Re: QA Framework documents Available for Review -- correction

At 12:13 PM 2002-01-05 , Lofton Henderson wrote:
>I wrote:
>
>"[...]one browser (IE 5.5) takes me to the top of the page, the other (NN 
>4.73) takes me to the bottom (thereby entirely missing the #docs-anchored 
>section)."
>
>To be precise, it is not "top of the page", but rather "correctly to the 
>anchored section" (which occurs near the start of the page, and which does 
>end up correctly positioned at the top of the screen.)
>
>-Lofton.
>

Great!  Now we're truckin'.  IE 5.5 does the right thing, but there are
Netscape 4 versions out there that do rather unfortunate things.  Hmm.

Likewise #fragment references are routinely broken in the browser handling of
redirects <http://www.w3.org/TR/cuap#uri>.

So, in the light of the widespread use of browsers where the implementation of
named-anchor link destinations is broken, we should think about a fail-soft
form of citation.

On the other hand, working on any W3C group is pretty dependent on being able
to follow references into specifications and to threads in the email
archives. 
For this I don't think there is a reasonable alternative to demanding that
people use a browser with competent #fragment handling.  

Within the WAI I am possibly on the "coddle legacy" side of the median in the
distribution of opinion.  But being able to follow a reference to a point
within a document is such an old, and IMHO essential, browser capability
that I
would probably push back some on this one.  Not to say that there is any quick
answer, but there may be different answers for Internet and Intranet, shall we
say.  Correspondence with the public and correspondence among members of a
persistent and intentional group.  Even for an Interest Group, I wonder
whether
we actually have anyone who suffers a real hardship in upgrading to some
browser that does this much right.

But the whole issue of how to handle discrepancies that are out there in the
deployed stuff in the field is good material for QA to chew on.  I will be
interested to learn what evolves within the group on this subject.
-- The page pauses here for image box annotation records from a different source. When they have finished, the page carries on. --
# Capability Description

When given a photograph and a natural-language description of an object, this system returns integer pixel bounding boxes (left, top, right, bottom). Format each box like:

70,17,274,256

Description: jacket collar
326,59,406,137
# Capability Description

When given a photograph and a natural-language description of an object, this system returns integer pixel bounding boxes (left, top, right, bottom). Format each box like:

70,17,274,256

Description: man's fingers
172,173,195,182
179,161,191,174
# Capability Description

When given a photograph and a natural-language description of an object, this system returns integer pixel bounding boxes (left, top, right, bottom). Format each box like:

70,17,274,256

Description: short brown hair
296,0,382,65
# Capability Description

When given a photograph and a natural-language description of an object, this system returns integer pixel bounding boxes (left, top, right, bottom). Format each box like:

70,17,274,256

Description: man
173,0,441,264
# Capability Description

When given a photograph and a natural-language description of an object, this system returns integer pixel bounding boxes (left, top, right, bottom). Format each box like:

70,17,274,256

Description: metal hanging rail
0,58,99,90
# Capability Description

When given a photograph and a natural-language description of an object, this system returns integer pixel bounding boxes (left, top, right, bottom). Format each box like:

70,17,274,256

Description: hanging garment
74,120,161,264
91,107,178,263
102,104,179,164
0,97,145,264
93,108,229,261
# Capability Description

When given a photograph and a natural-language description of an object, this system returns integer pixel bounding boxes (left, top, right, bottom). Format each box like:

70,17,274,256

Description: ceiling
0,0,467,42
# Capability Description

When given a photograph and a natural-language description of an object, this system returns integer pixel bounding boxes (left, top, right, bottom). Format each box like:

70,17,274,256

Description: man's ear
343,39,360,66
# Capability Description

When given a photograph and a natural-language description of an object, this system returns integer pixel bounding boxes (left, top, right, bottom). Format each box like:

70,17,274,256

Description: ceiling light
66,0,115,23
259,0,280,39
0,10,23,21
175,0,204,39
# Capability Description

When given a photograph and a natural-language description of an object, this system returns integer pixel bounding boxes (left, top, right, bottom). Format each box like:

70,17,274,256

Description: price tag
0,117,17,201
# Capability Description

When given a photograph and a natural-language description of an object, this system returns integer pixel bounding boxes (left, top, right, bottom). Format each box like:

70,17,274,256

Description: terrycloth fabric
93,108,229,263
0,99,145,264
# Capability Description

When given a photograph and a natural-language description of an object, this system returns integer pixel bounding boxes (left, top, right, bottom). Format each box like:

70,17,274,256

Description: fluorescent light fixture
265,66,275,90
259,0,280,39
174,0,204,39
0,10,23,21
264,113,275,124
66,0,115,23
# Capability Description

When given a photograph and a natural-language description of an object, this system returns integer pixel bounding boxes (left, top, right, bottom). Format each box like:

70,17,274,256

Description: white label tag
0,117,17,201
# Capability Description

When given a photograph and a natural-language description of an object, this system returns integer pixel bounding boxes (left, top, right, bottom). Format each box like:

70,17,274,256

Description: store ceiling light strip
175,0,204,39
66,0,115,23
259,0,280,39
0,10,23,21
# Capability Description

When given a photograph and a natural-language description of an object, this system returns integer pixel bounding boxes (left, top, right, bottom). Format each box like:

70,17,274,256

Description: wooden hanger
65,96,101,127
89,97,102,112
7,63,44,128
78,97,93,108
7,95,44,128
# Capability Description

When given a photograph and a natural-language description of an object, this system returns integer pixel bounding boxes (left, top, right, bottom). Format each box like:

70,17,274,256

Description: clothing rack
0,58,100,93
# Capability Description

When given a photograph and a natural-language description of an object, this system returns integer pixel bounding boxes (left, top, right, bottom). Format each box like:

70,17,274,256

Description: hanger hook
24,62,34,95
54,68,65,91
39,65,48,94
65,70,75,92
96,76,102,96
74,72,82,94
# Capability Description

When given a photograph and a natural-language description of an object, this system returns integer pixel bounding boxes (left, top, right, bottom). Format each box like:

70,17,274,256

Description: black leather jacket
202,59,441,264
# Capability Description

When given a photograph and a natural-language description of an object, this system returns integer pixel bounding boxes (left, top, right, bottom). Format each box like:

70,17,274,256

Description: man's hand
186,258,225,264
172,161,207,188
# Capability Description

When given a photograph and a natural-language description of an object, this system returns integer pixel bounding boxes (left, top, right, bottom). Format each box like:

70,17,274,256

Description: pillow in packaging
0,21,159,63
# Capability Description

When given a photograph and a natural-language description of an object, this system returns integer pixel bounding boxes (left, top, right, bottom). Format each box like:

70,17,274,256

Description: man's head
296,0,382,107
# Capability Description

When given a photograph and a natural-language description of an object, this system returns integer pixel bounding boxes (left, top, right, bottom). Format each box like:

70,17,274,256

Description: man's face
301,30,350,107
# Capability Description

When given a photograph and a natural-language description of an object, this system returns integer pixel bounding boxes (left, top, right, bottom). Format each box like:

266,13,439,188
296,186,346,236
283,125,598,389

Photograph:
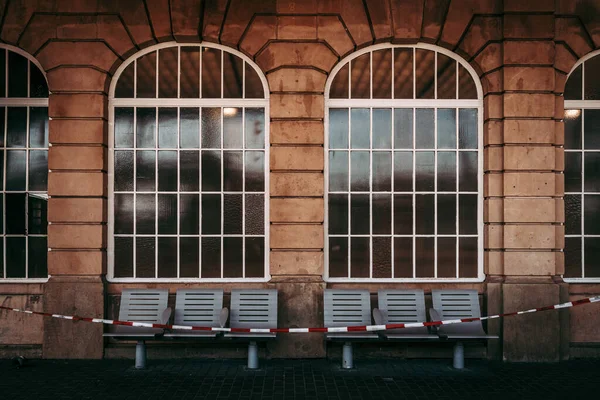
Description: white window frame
562,50,600,283
323,43,485,283
107,42,271,283
0,43,52,284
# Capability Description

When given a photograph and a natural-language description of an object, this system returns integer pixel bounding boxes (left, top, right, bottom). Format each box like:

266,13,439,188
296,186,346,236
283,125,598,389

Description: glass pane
135,194,156,235
202,107,221,149
246,237,265,278
350,237,371,278
415,237,435,278
6,107,27,147
179,151,200,192
158,151,177,192
565,64,583,100
394,108,413,149
437,237,456,278
179,237,200,278
350,151,370,192
179,46,200,99
373,108,392,149
115,62,135,98
460,194,477,235
458,64,477,99
437,194,458,235
114,237,133,278
244,63,265,99
201,194,221,235
6,150,27,190
246,151,265,192
158,108,177,149
327,194,348,235
371,194,392,235
565,194,582,235
29,107,48,148
394,237,413,278
415,151,435,192
437,108,463,149
115,107,133,148
202,47,221,98
351,108,371,149
394,151,413,192
329,64,349,99
223,52,244,99
135,237,156,278
158,47,179,98
415,108,435,149
437,53,456,99
350,194,371,235
6,193,27,235
8,51,29,97
136,51,156,98
223,194,243,235
329,151,348,192
202,151,221,192
6,237,25,278
371,151,392,192
223,237,244,278
115,151,134,192
584,56,600,100
136,150,156,192
135,108,156,148
223,107,244,149
373,237,392,278
179,194,200,234
246,108,265,149
458,108,477,149
223,151,244,192
415,194,435,235
329,108,349,149
458,151,479,192
245,194,265,235
394,48,414,99
350,53,371,99
158,237,177,278
201,237,221,278
373,49,392,99
114,194,133,235
437,151,456,192
329,237,348,278
565,152,582,192
158,194,177,234
29,150,48,192
394,194,413,234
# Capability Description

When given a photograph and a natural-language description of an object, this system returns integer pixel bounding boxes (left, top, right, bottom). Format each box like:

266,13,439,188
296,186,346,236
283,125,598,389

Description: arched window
564,52,600,282
0,45,48,281
108,43,269,282
325,45,483,281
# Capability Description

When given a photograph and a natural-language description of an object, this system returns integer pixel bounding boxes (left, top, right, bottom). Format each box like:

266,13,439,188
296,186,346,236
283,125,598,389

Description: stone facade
0,0,600,361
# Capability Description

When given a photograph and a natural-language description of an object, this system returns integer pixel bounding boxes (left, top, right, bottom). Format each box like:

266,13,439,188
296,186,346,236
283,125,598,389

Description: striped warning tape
0,296,600,333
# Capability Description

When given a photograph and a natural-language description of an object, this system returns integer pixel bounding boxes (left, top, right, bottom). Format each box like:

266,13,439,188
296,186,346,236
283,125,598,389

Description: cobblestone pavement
0,359,600,400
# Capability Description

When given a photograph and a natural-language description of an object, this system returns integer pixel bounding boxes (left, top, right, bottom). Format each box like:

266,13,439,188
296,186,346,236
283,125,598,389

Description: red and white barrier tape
0,296,600,333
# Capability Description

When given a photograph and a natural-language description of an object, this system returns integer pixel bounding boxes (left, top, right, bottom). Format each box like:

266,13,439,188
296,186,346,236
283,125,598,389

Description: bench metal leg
248,342,258,369
342,342,354,369
135,340,146,369
452,342,465,369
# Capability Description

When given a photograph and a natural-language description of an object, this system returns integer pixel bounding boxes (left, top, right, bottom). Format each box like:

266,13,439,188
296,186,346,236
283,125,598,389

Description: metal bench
164,289,229,339
224,289,277,369
323,289,379,369
103,289,171,369
373,289,439,341
429,290,498,369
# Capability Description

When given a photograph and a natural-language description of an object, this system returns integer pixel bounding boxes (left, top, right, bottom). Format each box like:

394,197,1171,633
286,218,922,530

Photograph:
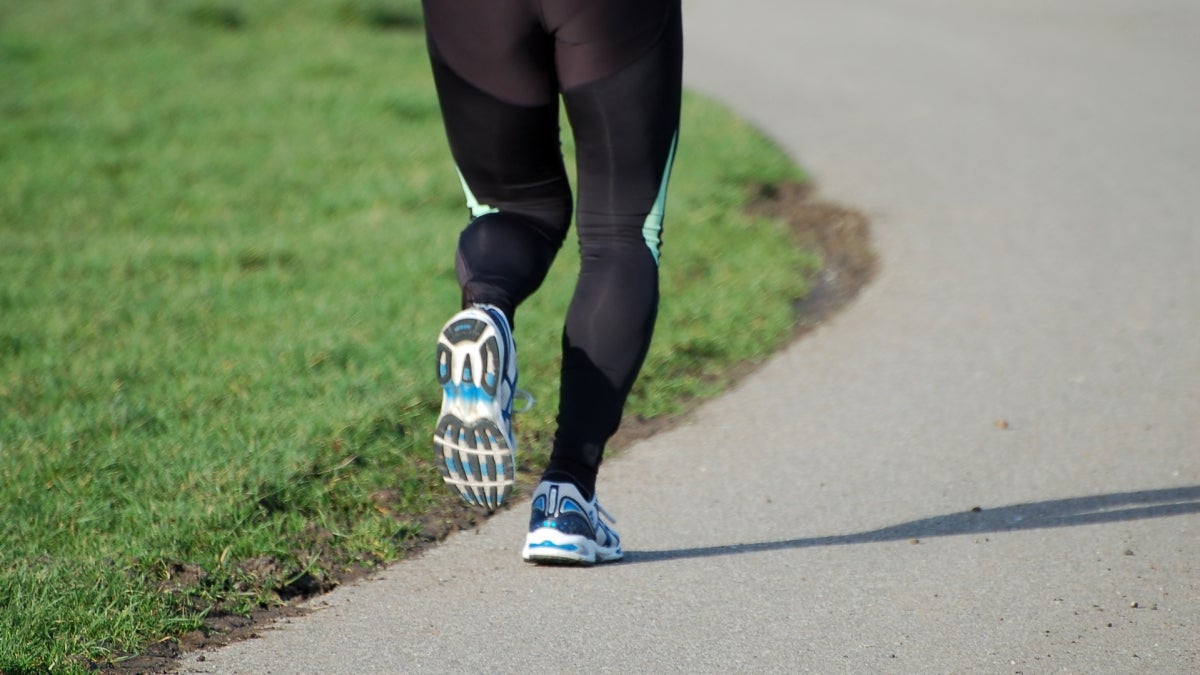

I confess I did not realize that any User Agents were broken worse than
retreating to opening the page from the beginning when they can't cope with a
#fragment.  

It sounds like a possible author-side workaround is to make sure that a
citation includes, in its rendered text content, the exact text of the section
title or a unique string starting the cited section when pointing into a
document.  Sigh.

Under the immediate circumstances, it is possibly better to follow the usual
practice and give the URIs for the documents themselves in a message inviting
comment.  Each of these documents will have references up and out to the
context in the activity and document bundle, I trust.  

There is a sort of Call for Review template that is traditional, and basing
informal invitations on that template is probably a good way to avoid
trouble. 


Is QA doing anything to collect and publish what it knows of these
infelicities
in deployed implementations?  This one didn't make the CUAP.